Other sex pills do seem to have a stronger chance of really working. One called V20Max contains epimedium, also known as horny goat weed, which science backs up as a chub-maker. The reviews for V20Max online were glowing. "One pill 2 days hard as a rock," said one reviewer on Amazon. "Girlfriend begs for mercy. Gotta love it."

Some sex store dick pills are pretty much guaranteed to work, since they're mostly expired Viagra. Lang Yi Hao — with a Blue Wolf on the package — contains sildenafil, the active ingredient in Viagra, although it’s expired and less than full clinical strength. And while the FDA may see that as a problem, you can see that as an opportunity.

I'd have ordered that one right away, but I have a drawer full of generic Viagra I bought in a Mexican pharmacy on spring break once.

This is the road my wife and I eventually went down — we dropped the herbal pills with their weird, FDA-unapproved side effects and went straight to the hard stuff, which we ironically already had.
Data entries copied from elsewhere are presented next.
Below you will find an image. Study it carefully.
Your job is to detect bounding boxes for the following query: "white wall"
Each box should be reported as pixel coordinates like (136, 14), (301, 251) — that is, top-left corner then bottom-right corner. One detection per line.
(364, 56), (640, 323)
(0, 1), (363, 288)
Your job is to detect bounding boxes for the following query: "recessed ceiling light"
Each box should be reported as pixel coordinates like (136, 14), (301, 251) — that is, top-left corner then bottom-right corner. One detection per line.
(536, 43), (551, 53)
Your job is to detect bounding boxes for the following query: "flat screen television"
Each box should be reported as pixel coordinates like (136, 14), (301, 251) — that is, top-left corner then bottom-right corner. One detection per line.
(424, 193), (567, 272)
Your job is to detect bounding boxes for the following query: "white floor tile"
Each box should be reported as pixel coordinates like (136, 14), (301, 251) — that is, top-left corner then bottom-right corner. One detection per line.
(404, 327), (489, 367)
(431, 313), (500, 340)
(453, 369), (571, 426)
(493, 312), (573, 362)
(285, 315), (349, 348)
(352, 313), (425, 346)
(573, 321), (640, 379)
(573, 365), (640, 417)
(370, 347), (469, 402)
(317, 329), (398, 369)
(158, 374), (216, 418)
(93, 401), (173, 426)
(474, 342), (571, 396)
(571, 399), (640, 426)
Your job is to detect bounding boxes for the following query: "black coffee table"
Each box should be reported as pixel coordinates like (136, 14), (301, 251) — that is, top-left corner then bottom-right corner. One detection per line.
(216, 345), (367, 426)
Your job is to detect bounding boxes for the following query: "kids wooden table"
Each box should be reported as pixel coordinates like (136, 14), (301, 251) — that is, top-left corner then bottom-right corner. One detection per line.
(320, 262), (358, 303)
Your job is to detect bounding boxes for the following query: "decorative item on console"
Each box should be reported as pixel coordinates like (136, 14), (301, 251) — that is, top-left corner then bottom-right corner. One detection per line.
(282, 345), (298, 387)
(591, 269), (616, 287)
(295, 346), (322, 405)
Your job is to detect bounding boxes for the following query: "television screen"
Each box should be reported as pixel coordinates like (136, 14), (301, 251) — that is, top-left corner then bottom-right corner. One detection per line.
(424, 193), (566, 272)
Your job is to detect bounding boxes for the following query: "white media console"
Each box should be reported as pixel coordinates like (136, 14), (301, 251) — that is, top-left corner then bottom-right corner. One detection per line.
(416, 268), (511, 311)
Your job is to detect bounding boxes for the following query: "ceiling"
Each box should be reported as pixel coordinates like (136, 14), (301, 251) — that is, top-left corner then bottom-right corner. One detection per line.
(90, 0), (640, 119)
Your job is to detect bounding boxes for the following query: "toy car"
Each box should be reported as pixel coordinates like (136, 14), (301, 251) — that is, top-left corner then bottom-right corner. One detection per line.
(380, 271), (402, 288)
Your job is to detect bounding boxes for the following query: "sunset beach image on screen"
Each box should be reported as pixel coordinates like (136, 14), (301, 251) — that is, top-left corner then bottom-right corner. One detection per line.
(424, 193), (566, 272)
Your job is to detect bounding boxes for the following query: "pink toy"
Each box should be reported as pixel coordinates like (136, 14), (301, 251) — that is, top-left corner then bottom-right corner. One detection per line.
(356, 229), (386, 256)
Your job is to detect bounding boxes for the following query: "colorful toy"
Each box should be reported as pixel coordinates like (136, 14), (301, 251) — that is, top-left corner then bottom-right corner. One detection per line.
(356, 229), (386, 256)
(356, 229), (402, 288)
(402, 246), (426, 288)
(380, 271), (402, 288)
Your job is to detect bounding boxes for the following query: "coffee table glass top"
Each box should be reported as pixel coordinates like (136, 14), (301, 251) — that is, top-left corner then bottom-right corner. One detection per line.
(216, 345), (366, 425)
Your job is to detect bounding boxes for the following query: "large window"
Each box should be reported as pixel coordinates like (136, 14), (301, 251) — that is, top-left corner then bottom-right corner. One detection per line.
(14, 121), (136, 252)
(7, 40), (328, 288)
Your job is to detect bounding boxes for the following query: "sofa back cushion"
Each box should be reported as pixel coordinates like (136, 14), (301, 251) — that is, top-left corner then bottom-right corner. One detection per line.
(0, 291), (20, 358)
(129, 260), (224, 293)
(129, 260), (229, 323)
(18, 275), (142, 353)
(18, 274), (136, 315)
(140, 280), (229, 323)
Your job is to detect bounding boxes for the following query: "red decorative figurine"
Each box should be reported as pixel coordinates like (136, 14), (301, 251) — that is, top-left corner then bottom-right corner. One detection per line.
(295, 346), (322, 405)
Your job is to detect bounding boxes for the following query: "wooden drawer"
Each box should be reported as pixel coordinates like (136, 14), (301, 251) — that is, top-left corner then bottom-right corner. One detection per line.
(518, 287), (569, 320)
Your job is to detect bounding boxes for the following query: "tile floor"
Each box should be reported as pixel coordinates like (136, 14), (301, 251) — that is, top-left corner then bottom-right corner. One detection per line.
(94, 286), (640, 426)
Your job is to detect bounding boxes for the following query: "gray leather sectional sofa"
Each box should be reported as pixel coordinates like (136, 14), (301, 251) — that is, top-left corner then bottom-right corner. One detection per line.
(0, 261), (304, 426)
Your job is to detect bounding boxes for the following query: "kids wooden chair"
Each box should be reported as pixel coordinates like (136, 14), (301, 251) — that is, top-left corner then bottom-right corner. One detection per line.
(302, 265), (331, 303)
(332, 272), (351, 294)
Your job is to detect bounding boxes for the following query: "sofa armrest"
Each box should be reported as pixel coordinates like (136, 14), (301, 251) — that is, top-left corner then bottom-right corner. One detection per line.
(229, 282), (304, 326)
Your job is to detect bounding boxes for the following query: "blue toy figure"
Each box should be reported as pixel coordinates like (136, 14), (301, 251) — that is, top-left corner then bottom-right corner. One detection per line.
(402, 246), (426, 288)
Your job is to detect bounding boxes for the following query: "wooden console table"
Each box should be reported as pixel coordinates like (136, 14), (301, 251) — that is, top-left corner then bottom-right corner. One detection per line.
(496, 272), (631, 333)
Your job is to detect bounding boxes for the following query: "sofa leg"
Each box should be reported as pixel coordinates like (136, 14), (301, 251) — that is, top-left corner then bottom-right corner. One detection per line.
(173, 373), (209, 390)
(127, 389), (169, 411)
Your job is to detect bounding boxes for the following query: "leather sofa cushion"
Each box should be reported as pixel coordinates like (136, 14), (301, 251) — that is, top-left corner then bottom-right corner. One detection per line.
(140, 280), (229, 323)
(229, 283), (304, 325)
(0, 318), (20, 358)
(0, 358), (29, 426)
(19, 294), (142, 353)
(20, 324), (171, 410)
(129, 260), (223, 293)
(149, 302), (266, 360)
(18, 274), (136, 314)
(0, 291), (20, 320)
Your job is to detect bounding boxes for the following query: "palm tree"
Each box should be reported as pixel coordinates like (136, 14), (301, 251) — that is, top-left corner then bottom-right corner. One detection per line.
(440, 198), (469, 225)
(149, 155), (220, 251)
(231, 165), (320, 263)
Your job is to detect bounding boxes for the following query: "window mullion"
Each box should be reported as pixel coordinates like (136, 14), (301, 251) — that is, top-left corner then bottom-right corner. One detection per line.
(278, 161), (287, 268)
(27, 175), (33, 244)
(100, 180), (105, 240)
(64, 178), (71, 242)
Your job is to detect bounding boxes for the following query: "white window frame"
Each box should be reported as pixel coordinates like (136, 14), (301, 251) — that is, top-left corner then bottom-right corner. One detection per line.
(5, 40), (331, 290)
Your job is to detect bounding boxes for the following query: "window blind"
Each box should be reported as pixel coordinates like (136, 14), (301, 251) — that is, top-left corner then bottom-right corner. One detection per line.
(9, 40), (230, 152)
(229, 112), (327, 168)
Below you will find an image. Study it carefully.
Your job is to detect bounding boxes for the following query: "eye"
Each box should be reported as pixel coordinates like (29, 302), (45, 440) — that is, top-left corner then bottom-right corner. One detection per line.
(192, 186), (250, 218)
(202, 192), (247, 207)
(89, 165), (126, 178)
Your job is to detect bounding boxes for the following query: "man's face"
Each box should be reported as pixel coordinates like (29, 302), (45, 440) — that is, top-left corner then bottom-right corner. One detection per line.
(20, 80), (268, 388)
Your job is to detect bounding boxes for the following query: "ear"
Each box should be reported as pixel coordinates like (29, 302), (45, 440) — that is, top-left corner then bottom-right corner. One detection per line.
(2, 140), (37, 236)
No medicine of any kind I've ever tried works as magically on my physical body as Viagra. Your boner is on a string. You bounce back after coming within 10 minutes. Hello fatherhood.

And that was the end of our search for the perfect dick pill. As long as I don't develop heart problems, it'll probably be our go-to. For all I know, we'll be pregnant with quintuplets soon. And our family can start. And dick pills will have had a lot to do with it ... although not the kind you buy from a guy at a sex store who tells you he shits every time he gets a boner on ExtenZe.